Before installing the filters, ST had warned Internet customers using analogue lines that they would be required to subscribe to ST's more expensive Analogue Plus "service" to continue their Internet connections undisturbed. Customers who didn't subscribe had the filter installed, restricting the amount of data which could be transferred and effectively cutting the Internet connections to 1% of their normal capacity.

At the time, Nemkyová said that ST had "sent out letters to our customers many months ago. If we received no reply, we had no choice [but to install the filter]".

Durkovič said that the filters were illegal "because the lines had been operating without problems before the filters were installed. The filter was not a service, it was just a device to make already functioning lines more expensive".

Monopoly unchecked

Durkovič said the API had been further angered by state bodies who did nothing while ST violated the law. He called on the Supreme Audit Office to investigate the matter and disclose why neither the Telecoms Ministry nor the regulatory Telecoms Office had intervened so far.

"Why weren't they doing anything?" he asked. "It's their job, primarily the job of the Telecoms Office, to maintain a fair market. Were they closing their eyes?"

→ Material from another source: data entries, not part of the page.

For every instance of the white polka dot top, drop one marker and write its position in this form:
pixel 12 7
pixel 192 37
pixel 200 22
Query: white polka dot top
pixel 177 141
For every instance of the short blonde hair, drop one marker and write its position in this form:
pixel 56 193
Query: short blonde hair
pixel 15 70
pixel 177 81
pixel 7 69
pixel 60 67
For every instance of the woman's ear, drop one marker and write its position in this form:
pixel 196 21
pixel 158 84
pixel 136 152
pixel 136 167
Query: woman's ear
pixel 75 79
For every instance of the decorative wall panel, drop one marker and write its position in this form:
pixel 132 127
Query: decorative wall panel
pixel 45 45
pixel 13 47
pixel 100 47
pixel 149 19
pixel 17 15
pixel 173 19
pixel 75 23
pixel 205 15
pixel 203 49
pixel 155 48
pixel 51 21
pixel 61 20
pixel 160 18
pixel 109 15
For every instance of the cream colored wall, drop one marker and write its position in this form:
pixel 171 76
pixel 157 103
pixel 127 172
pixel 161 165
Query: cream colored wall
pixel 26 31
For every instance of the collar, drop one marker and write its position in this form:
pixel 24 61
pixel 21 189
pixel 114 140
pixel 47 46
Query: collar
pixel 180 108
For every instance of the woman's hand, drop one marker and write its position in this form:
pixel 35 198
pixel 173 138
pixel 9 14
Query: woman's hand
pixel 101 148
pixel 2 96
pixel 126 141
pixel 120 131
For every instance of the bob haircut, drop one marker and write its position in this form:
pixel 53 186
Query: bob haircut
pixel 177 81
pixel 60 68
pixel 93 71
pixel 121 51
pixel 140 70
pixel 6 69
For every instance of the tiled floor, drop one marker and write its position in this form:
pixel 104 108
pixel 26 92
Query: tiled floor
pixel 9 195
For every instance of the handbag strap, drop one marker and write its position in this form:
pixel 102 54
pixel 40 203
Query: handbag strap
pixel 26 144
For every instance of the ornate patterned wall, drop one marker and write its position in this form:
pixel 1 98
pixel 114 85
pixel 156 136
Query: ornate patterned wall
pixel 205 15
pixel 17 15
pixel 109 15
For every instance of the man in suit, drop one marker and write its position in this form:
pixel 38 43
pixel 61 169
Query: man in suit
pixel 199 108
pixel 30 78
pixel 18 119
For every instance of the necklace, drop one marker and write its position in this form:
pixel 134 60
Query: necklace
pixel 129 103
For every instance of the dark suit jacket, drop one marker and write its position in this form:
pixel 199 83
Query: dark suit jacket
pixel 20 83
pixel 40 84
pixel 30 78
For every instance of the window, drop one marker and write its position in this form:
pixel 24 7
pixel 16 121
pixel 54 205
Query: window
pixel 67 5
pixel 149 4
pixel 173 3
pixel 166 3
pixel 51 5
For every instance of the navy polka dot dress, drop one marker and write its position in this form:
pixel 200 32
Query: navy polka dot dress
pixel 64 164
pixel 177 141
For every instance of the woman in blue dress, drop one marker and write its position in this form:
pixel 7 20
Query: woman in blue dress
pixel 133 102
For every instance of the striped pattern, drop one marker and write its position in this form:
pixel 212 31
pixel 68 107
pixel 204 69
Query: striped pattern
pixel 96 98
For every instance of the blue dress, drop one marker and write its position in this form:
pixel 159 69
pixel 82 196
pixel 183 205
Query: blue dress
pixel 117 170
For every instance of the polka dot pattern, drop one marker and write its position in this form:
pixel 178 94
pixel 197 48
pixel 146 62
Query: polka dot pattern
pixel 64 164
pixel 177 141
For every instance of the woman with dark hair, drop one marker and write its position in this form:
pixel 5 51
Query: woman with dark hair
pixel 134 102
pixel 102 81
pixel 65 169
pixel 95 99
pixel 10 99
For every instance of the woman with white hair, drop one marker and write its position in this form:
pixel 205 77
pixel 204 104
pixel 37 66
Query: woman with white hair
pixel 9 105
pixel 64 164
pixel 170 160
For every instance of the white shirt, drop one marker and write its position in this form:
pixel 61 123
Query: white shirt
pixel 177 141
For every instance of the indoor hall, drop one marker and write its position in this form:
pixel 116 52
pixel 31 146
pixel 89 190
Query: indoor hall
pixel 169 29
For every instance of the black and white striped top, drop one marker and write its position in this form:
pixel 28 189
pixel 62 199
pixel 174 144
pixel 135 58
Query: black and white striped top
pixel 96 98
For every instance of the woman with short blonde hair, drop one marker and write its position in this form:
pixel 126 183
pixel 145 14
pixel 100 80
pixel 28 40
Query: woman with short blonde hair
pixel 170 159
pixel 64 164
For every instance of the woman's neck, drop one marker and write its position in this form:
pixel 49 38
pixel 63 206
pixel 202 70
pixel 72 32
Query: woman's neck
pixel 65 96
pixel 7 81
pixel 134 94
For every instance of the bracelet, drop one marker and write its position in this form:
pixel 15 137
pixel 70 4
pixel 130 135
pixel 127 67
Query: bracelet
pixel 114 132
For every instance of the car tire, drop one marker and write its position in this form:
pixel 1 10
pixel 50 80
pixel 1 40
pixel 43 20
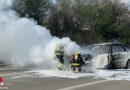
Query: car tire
pixel 128 64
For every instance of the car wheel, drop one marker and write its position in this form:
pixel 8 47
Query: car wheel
pixel 128 64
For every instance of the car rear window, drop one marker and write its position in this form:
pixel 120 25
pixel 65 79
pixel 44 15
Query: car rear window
pixel 117 48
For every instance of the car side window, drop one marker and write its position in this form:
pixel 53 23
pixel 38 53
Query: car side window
pixel 117 48
pixel 95 50
pixel 104 49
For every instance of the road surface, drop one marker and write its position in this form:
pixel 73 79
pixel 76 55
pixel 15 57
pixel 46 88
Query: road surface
pixel 14 82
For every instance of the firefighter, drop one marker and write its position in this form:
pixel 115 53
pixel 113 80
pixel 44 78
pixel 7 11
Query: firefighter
pixel 77 62
pixel 60 57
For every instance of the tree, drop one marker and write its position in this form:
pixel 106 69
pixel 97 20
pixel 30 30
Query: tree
pixel 36 9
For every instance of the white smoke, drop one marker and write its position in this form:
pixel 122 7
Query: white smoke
pixel 24 43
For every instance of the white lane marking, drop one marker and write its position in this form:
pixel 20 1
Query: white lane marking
pixel 83 85
pixel 14 73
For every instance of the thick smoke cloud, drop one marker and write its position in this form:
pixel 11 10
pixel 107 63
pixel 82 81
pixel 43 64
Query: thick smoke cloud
pixel 23 43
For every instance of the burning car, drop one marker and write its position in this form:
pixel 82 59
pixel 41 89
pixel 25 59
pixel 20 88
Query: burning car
pixel 110 55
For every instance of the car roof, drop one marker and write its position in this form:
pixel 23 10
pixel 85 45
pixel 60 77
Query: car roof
pixel 111 43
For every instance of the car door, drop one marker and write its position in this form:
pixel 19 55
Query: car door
pixel 101 59
pixel 118 55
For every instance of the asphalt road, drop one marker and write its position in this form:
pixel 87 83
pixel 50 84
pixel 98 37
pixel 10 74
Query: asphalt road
pixel 54 83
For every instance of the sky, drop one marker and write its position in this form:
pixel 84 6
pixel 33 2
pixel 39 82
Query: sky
pixel 54 1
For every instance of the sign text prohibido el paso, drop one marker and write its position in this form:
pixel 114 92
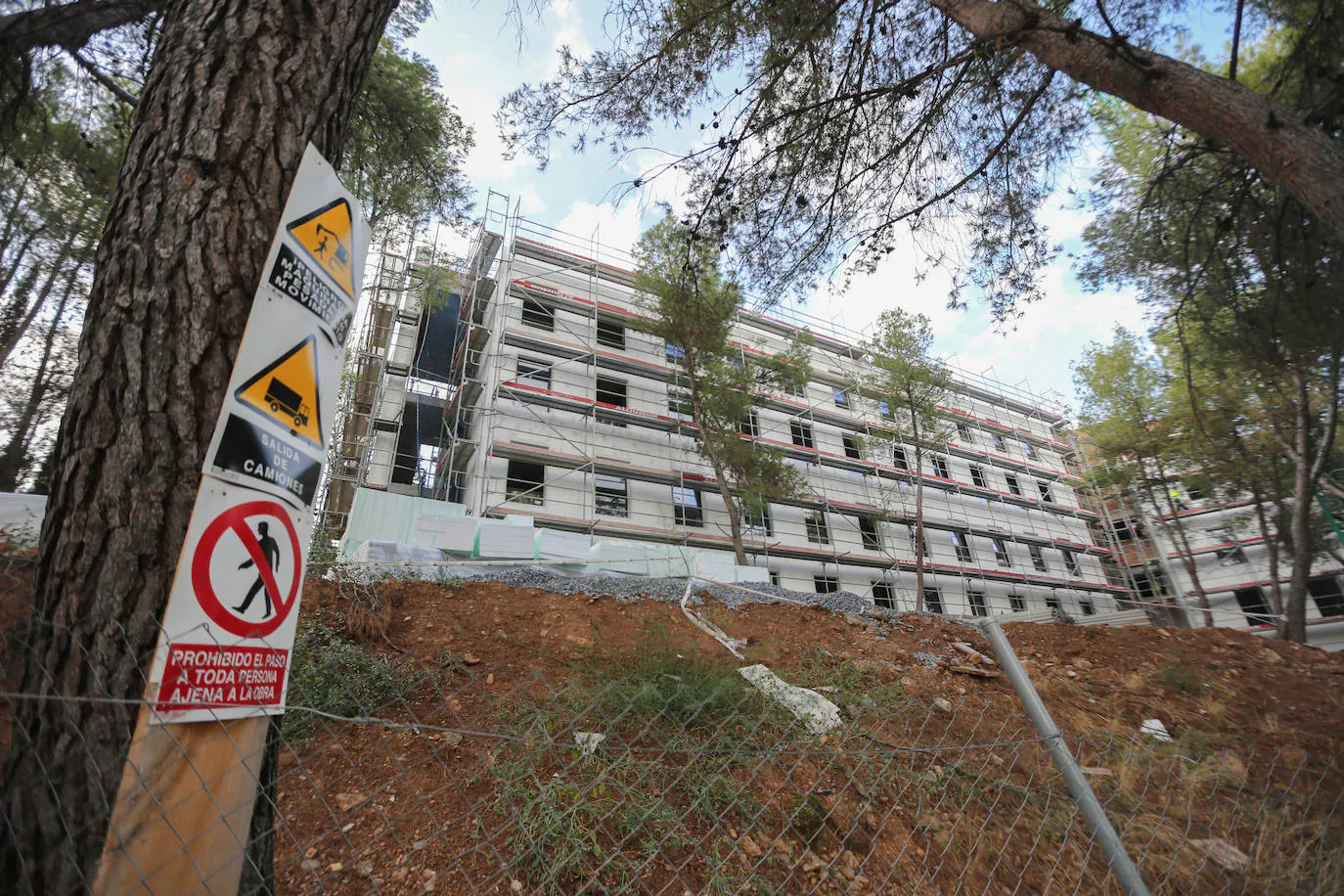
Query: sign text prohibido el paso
pixel 229 629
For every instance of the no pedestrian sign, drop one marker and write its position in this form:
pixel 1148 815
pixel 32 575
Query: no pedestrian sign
pixel 230 625
pixel 229 628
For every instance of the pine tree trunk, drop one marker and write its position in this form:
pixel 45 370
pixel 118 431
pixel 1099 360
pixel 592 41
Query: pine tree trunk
pixel 236 92
pixel 1183 544
pixel 919 553
pixel 719 473
pixel 1301 510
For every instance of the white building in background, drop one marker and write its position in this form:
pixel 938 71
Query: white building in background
pixel 1232 561
pixel 535 399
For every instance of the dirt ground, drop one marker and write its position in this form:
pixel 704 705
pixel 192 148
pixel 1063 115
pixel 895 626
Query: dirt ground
pixel 473 784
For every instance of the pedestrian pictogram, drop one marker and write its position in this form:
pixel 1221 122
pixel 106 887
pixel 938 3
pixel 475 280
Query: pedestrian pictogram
pixel 226 587
pixel 287 391
pixel 326 236
pixel 270 554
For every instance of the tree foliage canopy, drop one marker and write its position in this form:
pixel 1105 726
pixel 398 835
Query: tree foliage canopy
pixel 406 144
pixel 691 305
pixel 827 126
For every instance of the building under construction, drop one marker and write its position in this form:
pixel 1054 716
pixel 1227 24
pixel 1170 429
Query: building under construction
pixel 1191 536
pixel 519 410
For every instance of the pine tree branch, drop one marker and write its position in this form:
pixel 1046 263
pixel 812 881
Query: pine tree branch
pixel 70 24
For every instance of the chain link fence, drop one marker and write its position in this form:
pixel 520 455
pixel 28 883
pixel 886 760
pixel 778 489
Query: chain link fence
pixel 464 738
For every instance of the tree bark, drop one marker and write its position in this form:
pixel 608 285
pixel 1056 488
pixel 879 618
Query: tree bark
pixel 236 92
pixel 719 474
pixel 919 543
pixel 1304 160
pixel 68 24
pixel 1300 522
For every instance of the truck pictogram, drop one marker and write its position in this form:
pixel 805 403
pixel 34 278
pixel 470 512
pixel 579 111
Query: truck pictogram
pixel 285 399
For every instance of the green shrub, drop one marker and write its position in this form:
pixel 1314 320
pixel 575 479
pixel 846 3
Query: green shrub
pixel 1182 676
pixel 335 675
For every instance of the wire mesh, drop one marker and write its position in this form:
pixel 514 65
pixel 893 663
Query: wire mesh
pixel 466 738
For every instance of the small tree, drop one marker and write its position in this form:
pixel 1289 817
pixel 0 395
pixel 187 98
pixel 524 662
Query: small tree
pixel 915 383
pixel 691 305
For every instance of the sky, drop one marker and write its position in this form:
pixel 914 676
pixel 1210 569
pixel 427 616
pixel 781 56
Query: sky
pixel 481 57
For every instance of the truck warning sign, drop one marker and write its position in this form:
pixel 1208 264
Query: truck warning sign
pixel 232 617
pixel 287 391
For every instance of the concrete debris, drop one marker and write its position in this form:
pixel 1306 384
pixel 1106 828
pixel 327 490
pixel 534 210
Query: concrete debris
pixel 1224 855
pixel 815 711
pixel 1156 730
pixel 626 589
pixel 973 670
pixel 970 651
pixel 345 802
pixel 588 741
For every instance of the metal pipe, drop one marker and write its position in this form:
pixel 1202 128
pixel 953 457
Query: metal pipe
pixel 1092 809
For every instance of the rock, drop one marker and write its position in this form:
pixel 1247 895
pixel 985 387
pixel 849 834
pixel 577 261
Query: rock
pixel 1232 766
pixel 815 711
pixel 1156 730
pixel 1222 853
pixel 588 741
pixel 348 801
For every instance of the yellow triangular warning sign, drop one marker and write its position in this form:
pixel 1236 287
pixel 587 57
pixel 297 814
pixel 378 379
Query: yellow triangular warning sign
pixel 287 392
pixel 326 236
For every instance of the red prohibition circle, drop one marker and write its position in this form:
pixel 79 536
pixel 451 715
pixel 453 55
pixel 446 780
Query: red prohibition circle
pixel 236 520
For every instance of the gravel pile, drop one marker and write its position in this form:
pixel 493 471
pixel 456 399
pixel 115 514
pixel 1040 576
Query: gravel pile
pixel 631 587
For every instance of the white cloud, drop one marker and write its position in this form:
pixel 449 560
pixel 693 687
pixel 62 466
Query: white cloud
pixel 605 225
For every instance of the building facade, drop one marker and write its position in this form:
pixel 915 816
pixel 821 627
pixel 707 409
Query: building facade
pixel 1232 560
pixel 550 405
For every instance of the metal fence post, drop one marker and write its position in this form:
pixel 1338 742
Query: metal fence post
pixel 1092 809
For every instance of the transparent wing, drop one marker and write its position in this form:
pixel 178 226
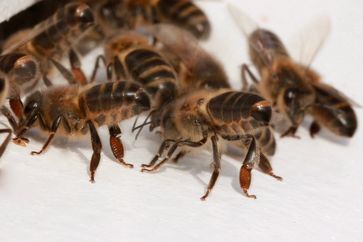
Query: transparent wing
pixel 335 93
pixel 242 20
pixel 305 45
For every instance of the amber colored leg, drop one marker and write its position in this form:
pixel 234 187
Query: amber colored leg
pixel 165 145
pixel 6 141
pixel 248 163
pixel 78 74
pixel 216 167
pixel 314 129
pixel 117 146
pixel 54 129
pixel 96 147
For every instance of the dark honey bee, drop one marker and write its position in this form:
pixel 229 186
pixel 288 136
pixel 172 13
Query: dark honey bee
pixel 54 37
pixel 76 110
pixel 217 115
pixel 131 57
pixel 294 88
pixel 186 15
pixel 113 16
pixel 196 68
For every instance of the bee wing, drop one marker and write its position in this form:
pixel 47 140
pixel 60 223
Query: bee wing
pixel 322 87
pixel 309 41
pixel 247 26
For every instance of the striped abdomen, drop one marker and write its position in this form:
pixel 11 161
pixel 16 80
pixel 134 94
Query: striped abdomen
pixel 65 27
pixel 235 106
pixel 21 69
pixel 334 112
pixel 264 46
pixel 157 76
pixel 112 102
pixel 187 15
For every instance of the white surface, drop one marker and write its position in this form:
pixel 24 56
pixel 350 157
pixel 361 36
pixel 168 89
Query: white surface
pixel 49 198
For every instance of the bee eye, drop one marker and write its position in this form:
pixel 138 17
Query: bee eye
pixel 290 95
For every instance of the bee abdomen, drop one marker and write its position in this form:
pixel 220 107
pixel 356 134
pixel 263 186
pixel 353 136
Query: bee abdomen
pixel 187 15
pixel 147 66
pixel 107 96
pixel 232 106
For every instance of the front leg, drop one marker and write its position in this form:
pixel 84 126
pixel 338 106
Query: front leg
pixel 77 72
pixel 251 158
pixel 54 128
pixel 216 166
pixel 96 147
pixel 117 146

Telecoms analyst Boris Kostík, with Slávia Capital Brokerage house in Bratislava,said that it was not clear whose responsibility it had been to intervene, but added: "The Telecoms Office in general is responsible for the telecoms market, so they should be the ones [to control ST]."

But the Telecoms Office's Stanislav Vanek said that they could not have interfered in the issue until the PMÚ invited them to do so. "We were promised an invitation to a body regulating this issue, but we were never invited," he said. "The Telecoms Office is not responsible for anti-monopoly behaviour, only for market regulation. But we did not agree with ST's use of the filters."

Telecoms Office Director Milan Luknár added that his office had the "right to exercise control [over a company] if laws or conditions of licence are breeched", but added that in this case - an abuse of a monopoly position - the powers were unclearly divided between the Telecoms Office and the PMÚ.

"We must be more deeply involved in finding solutions between the API and ST," he said. "We have planned a meeting with the API because something is missing here."